Neguse is pushing for a hearing on his bill with the higher funding number. He said the message he has received from local participants in the river program is that “more funding is needed to ensure this program runs successfully.”
He’s concerned not only about the lower number in Boebert’s bill, but also about how the Republican majority handles spending more broadly.
“It is ironic, and in my opinion hypocritical, to seek to reauthorize a program — because of course that is what we are talking about in this case — while at the same time seeking to defund it with appropriations,” Neguse added.
Lawmakers can pass a bill to reauthorize a program with a certain amount of funding, but what really matters is how much money Congress allocates overall each year. The Republican-controlled House’s proposed budget for the Interior Department is about $13 billion less than the last fiscal year, which could force the department to make sharp cuts to fish recovery programs and many other programs.
“My fingers are always crossed.”
Back in Colorado, Doug Kemper of the Colorado Water Caucus is all too familiar with the reauthorization and the fight for funding.

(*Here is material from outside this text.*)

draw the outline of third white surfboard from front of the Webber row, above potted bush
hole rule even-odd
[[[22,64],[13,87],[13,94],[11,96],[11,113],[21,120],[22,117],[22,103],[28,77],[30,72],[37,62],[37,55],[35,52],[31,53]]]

“Anytime you deal with Congress, my fingers are always crossed when I ask them to do anything,” he joked.
He said he could live with current funding levels. But he worries about what will happen if the number drops. “Certainly, that’s what we need for the program, and if that money turns out to be unavailable, that’s a whole other set of negotiations,” he said.
Stakeholders on the ground are already looking at less funding for their efforts, due to declining revenues from hydropower along the Colorado River. The shake-up led to an additional year of negotiations on reauthorization and a bill to close the one-year funding gap, which Hickenlooper and Neguse spearheaded in the last Congress (Boebert also supported). In addition, like everyone else, stakeholders have also been affected by rising inflation and want to ensure that the next round of financing takes this into account.

Joe Trongali of the Nature Conservancy added that progress is still progress when it comes to saving these fish, even if it has to go more slowly due to lack of funds. But he also noted that although money may be up in the air, the pressures on these rivers are great and growing.
“The threats we face from climate change and increased demand will continue to accelerate,” he said. “So it’s still going to be harder. It’s not like we can take our foot off the gas now.”
When pressed, none of the people working on the floor said which bill they favored, instead insisting they were happy to have bipartisan support for the programs in both chambers. When it comes to funding levels, they hope for the best, but are also resigned to the worst.
Hickenlooper, a self-described optimist, sees a path to passing the reauthorization language this year, most likely by slipping into one of several must-pass pieces of legislation awaiting Congress when it returns this week, whether that legislation is a bill or a budget bill.
But the funding number he ultimately wins will be a test of lawmakers’ ability — and to some extent their influence — to influence a divided Congress that has taken starkly different positions when it comes to government spending.